TALLAHASSEE -- Backers of a Florida program that helps low-income children attend private schools, many of them religious, are trying a second time to move ahead a bill that would authorize a major expansion of the program.
Just last week it appeared that private school voucher legislation was dead for the Legislature's 60-day session after the Senate sponsor withdrew his bill. But Friday a state House committee voted along party lines for a revamped version intended to win support from Senate Republicans.
"There is a pent-up demand for that program, a potential demand in the future, and we are going to allow for that demand be met," Rep. Erik Fresen, R-Miami, told reporters after the 8-4 vote by the House Education Appropriations subcommittee.
This time House Republicans included the expansion of the voucher program in an education bill that also would expand a separate program that aids disabled children. The Senate is advancing a similar bill to help parents of disabled children get ad
Nearly 60,000 students from low-income families attend private schools as a result of the voucher program, which hands out state tax credits to businesses that pay for the vouchers. State figures show that more than 80 percent of the schools participating are religious.
Organizations that run the program estimate as many 25,000 additional students are trying to get into the program now, although at one point Fresen contended that as many as 100,000 students want to enroll in it.
The bill would expand the nearly $300 million program in several ways, including removing some eligibility restrictions, increasing the money available and, starting in 2016, offering partial scholarships to families who earn more than $60,000 a year. U.S. Census data estimates that the 2012 median household income in the state was just more than $47,000.
But the latest House version does not include a testing requirement for students receiving vouchers, or "tax credit scholarships" as they are also called.
Senate President Don Gaetz, R-Niceville, said Friday that the Senate is "willing to listen" to the latest House proposal but said a testing requirement needs to be part of the bill.
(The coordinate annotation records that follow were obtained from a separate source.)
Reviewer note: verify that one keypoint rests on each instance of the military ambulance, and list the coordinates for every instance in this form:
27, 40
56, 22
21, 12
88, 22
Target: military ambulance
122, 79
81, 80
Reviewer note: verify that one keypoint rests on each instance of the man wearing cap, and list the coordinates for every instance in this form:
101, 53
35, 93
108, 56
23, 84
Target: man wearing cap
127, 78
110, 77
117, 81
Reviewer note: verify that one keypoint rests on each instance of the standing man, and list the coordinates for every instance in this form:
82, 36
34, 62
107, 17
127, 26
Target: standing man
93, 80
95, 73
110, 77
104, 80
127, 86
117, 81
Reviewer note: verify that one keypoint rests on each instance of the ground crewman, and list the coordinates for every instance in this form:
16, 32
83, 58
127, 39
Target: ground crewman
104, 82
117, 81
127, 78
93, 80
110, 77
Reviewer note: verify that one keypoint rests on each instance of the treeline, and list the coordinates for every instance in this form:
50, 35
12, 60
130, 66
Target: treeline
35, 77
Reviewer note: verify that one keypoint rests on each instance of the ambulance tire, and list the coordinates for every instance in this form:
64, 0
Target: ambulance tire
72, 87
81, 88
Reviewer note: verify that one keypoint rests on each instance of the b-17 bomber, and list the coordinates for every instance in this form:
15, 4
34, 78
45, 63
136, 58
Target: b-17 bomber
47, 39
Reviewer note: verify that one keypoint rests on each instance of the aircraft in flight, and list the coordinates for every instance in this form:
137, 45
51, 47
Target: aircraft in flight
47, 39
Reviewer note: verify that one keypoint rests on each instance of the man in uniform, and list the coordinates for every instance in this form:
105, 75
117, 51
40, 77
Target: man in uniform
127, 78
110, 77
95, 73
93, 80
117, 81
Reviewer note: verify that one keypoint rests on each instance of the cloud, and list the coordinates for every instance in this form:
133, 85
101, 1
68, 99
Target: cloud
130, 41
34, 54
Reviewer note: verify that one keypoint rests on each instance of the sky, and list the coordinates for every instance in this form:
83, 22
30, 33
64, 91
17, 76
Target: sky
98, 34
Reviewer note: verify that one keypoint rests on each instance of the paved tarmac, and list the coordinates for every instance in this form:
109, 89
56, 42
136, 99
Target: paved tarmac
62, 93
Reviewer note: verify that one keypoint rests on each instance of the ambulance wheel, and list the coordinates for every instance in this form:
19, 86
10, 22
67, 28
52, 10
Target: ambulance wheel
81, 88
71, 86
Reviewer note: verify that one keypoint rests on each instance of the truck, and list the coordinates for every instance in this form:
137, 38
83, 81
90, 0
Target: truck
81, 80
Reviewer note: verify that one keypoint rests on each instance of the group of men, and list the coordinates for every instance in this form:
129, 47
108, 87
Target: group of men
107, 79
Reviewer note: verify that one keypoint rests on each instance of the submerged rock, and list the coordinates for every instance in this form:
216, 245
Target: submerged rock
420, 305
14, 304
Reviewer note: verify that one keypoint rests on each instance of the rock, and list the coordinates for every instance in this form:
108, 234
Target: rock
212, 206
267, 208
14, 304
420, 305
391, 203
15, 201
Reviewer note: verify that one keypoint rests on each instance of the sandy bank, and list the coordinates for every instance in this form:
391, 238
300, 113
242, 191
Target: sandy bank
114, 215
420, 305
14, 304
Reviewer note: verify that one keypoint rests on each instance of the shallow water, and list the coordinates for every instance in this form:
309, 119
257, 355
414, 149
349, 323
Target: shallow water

Gaetz stressed that he is not insisting that students at the private schools take the Florida Comprehensive Assessment Test, which is on the verge of being phased out to a new test. But he said it has to be a "common assessment" that will "provide an accurate report to parents as to where their children stand compared to other children in other schools."
"The program has grown to a place where it is no longer an experiment," Gaetz said. "It is no longer a pilot. It is an accepted way for families to exercise choice in education."
House Democrats on Friday brought up similar arguments about a testing requirement. Rep. Karen Castor Dentel argued that some parents are given a "sales pitch" to move their kids to a school where they are given good grades but then return to public schools, where they are farther behind.
"It is our legislative responsibility to use tax dollars to make sure children are learning," the Maitland Democrat said. "Here you are expanding a system that has little to no oversight."
Fresen and other Republicans pointed out that schools that accept vouchers do standardized test -- just not the same ones as public schools. They argued that parents should have a chance to get the "very best educational opportunity they can" for their children.